PARIS -- Renault CEO Carlos Ghosn emerged largely unscathed from the company's annual shareholders meeting after portraying himself as the victim of the the spy-claim fiasco that has rocked the French carmaker.
Shareholders expressed much less anger than expected at the meeting and Ghosn made a strong case that the company has done everything needed to put the affair behind it.
A poised Ghosn conveyed that he is not only still fully in control, but he has also saved Renault from a major crisis. He told shareholders at the meeting on Friday that he and Renault had responded "courageously and responsibly" by accepting the consequences of the affair, including compensating wrongfully dismissed executives and accepting the recommendations of an audit committee that proposed sweeping changes in Renault's checks-and-balances structure.
Shareholders applauded when one of their number asked why Ghosn did not quit because of the affair, like his No. 2 Patrick Pelata, who resigned as COO and will move to a lesser role within the Renault-Nissan alliance.

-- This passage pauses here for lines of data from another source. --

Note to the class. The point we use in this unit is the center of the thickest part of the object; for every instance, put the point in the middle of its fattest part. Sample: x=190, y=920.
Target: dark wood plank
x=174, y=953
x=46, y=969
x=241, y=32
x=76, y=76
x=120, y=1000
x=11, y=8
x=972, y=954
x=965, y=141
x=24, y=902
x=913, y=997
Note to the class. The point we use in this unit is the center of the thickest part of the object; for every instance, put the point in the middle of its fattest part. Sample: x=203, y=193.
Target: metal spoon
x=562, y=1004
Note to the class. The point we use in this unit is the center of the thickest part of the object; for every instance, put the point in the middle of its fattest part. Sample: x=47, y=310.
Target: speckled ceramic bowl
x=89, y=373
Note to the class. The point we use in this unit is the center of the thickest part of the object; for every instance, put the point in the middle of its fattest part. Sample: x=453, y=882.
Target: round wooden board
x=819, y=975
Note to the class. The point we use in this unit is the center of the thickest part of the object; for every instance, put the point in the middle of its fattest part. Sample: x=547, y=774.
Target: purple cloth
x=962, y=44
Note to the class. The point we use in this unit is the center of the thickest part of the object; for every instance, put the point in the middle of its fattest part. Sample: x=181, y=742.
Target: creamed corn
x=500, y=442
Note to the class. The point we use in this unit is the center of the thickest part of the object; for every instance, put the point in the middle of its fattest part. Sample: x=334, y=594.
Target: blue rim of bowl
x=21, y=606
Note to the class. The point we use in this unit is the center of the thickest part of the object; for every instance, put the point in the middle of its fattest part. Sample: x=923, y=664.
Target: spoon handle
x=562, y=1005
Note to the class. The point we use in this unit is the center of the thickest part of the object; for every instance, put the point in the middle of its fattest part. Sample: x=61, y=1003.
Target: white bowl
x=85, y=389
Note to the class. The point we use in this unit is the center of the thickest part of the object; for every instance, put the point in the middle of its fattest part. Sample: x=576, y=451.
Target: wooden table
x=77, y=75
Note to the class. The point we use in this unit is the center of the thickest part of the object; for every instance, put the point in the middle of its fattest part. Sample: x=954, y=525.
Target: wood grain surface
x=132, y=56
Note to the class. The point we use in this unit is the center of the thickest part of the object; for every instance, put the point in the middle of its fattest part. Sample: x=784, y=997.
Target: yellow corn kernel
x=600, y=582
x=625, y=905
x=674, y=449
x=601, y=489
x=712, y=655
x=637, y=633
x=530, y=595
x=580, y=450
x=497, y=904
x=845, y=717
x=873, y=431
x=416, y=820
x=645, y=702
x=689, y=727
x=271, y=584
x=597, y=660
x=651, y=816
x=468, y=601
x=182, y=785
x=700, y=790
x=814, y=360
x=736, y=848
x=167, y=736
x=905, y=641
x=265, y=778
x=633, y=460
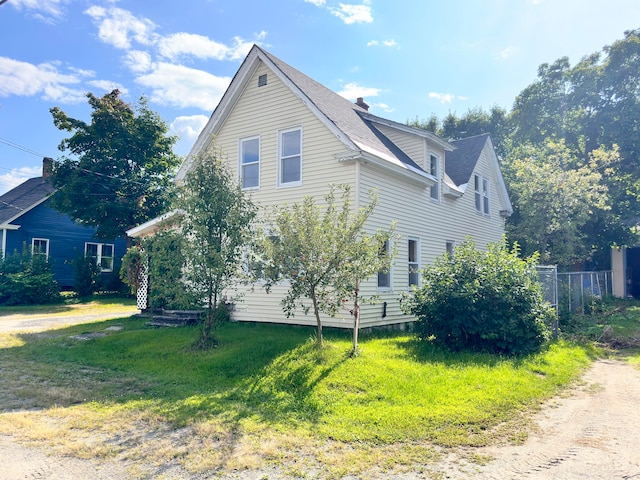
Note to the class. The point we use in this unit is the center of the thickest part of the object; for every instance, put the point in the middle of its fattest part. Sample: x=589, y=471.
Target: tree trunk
x=317, y=313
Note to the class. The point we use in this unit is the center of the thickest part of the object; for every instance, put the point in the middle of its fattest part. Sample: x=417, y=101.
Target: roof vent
x=361, y=104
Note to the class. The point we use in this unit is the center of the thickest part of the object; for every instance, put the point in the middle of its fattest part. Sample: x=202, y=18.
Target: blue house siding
x=66, y=240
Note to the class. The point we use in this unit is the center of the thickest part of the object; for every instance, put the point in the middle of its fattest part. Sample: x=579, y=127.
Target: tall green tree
x=325, y=253
x=217, y=228
x=118, y=168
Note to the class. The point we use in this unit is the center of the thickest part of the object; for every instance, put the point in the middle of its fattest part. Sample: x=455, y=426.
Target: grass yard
x=269, y=397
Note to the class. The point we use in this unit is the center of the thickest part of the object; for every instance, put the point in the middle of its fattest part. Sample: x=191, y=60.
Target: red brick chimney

Ghosn deftly referred the query to Marc Ladreit de Lacharrière, chairman of the carmaker's appointments and governance committee, who said that the committee unanimously agreed that it would not be in the company's interest to ask for Ghosn's resignation.
The consensus among several shareholders with whom I spoke at the meeting was that executives who ranked below Ghosn were responsible for the spy debacle and that Ghosn was too far removed to share blame.
Stephen Norman, Renault's head of marketing, told the meeting that surveys carried out since the spy scandal broke in mid January showed that the affair has not affected Renault's image as a carmaker in France or abroad. However, Norman said those surveyed were split 50-50 on whether it had had a negative effect on Renault's corporate image. Still, the results suggest that Renault's brand image and new car sales will not be hit by the scandal.
But Ghosn has more than just his image as a competent CEO to worry about -- his legacy-status as an industry hero is also at stake. Ghosn is seen as having orchestrated the rescue of Japan's Nissan from bankruptcy in the late 1990s.
Ghosn has other challenges to worry about now. He must contend with the public outcry in France that Renault continues to boost its investments in production and new jobs outside of France at the expense of French jobs. The company also is faced with the monumental task of establishing the presence of Renault-brand cars in China and whether its huge bet on becoming a leader in electric cars will pay off.
Renault has an image problem, especially outside of France and particularly with reliability issues. It is also often seen as the French-equivalent of a large welfare project that could not run on its own without government aid (the French government has a 15 percent stake in Renault).
If Ghosn could somehow engineer a way for Renault to overcome the obstacles it faces, he would be a hero indeed.